After granting, fully quit and reopen the terminal app.

## Use

In Claude Code:

```
/planchette open a new tab and search for the weather
```

…or just ask in chat: "control my Telegram window and message Saved Messages
'hi'." Claude runs the picker (hover + click the window you want), then loops:
screenshot → decide → act, until the goal is done.

- **Background control (macOS):** input is delivered straight to the target
  app's process — the window needn't be frontmost, your focus and cursor stay
  put, and you can keep chatting with Claude in the terminal while it drives.
  (Exceptions: modifier combos briefly activate the target and hand focus back;
  scroll hops the cursor there and back.) On Windows/Linux input follows real
  focus — don't fight it while it runs.
- **One display** in v1.

## CLI (what the agent drives)

```
planchette pick                    # live-overlay picker (macOS) → select a window
planchette pick --list             # print candidate windows
planchette pick --name "Telegram"  # select frontmost match by app/title substring
planchette capture [--out PATH]    # screenshot it → PNG, prints "PATH  WIDTHxHEIGHT"
planchette capture --crop X Y W H  # native-res zoom of a region (for small text)
planchette click X Y [--double] [--right]  # X Y are captured-image pixels
planchette drag X1 Y1 X2 Y2        # select text, sliders, drag & drop
planchette move X Y
planchette type "text"
planchette key "cmd+t" [--repeat N]
planchette scroll X Y up|down [N]
planchette raise
planchette status
planchette agent [--agent claude|gemini]  # macOS: pick a window → floating panel drives it
planchette mcp                     # serve window control over MCP (stdio)
planchette hotkey [--combo C]      # macOS: global hotkey (default ctrl+cmd+p) → agent panel
planchette hotkey --install        # …as a login LaunchAgent; --uninstall removes it
```

Window bounds are re-read from the live window before every action, so a
window that moved after `pick` still gets clicked in the right place.

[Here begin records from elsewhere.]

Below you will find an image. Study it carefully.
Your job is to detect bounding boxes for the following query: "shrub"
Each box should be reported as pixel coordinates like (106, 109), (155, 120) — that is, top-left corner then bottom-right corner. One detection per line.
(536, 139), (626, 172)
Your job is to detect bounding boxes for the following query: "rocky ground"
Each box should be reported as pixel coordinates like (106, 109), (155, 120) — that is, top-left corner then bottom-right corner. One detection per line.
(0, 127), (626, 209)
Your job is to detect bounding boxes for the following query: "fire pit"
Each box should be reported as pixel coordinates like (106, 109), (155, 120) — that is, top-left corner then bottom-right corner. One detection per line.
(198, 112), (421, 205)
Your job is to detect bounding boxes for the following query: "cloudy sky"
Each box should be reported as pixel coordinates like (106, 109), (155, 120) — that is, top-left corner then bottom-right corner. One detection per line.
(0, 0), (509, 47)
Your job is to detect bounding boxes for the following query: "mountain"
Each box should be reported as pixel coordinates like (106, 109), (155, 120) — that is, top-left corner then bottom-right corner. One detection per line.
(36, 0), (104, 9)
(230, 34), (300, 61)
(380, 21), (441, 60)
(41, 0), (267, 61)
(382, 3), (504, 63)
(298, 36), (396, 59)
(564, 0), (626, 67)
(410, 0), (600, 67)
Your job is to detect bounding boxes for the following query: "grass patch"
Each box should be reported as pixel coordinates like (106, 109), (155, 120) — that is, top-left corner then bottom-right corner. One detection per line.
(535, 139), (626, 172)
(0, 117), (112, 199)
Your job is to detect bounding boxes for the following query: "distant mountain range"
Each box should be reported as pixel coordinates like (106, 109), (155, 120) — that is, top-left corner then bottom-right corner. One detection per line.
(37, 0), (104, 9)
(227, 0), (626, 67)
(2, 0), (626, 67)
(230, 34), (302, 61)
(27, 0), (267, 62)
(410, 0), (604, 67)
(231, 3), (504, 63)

## Global hotkey → agent panel (macOS)

`planchette hotkey --install` registers ctrl+cmd+P system-wide (like the ⌘⇧5
screenshot overlay) and keeps it across logins. Pressing it runs
`planchette agent`: pick a window under the overlay, then a small floating
panel appears — type a goal ("reply ok to the last message") and a headless
agent session (`claude` or `gemini`, whichever is installed — force one with
`planchette agent --agent gemini`) drives that window, streaming its actions
into the panel. Enter again for follow-ups in the same session; Esc closes it.
A dropdown on the input row lists the installed agent CLIs — switch anytime
between turns; switching starts a fresh conversation for the new agent.

The spawned session is scoped to window control only (claude:
`--allowedTools "Bash(planchette:*)" Read`; gemini: a generated
`~/.planchette/.gemini/settings.json` capping its tools the same way). The
agent CLI and `planchette` must be installed; the panel finds them on PATH
plus the usual install dirs (`~/.local/bin`, `/opt/homebrew/bin`,
`/usr/local/bin`). Gemini also needs auth the spawned process can see, e.g.
`GEMINI_API_KEY` in `~/.gemini/.env`.

Note: the LaunchAgent runs outside your terminal, so macOS asks for
Accessibility again — grant it to the listed Python in System Settings →
Privacy & Security; the daemon retries on its own. Pre-picking for a terminal
session still works: pick via the hotkey, then just Esc the panel.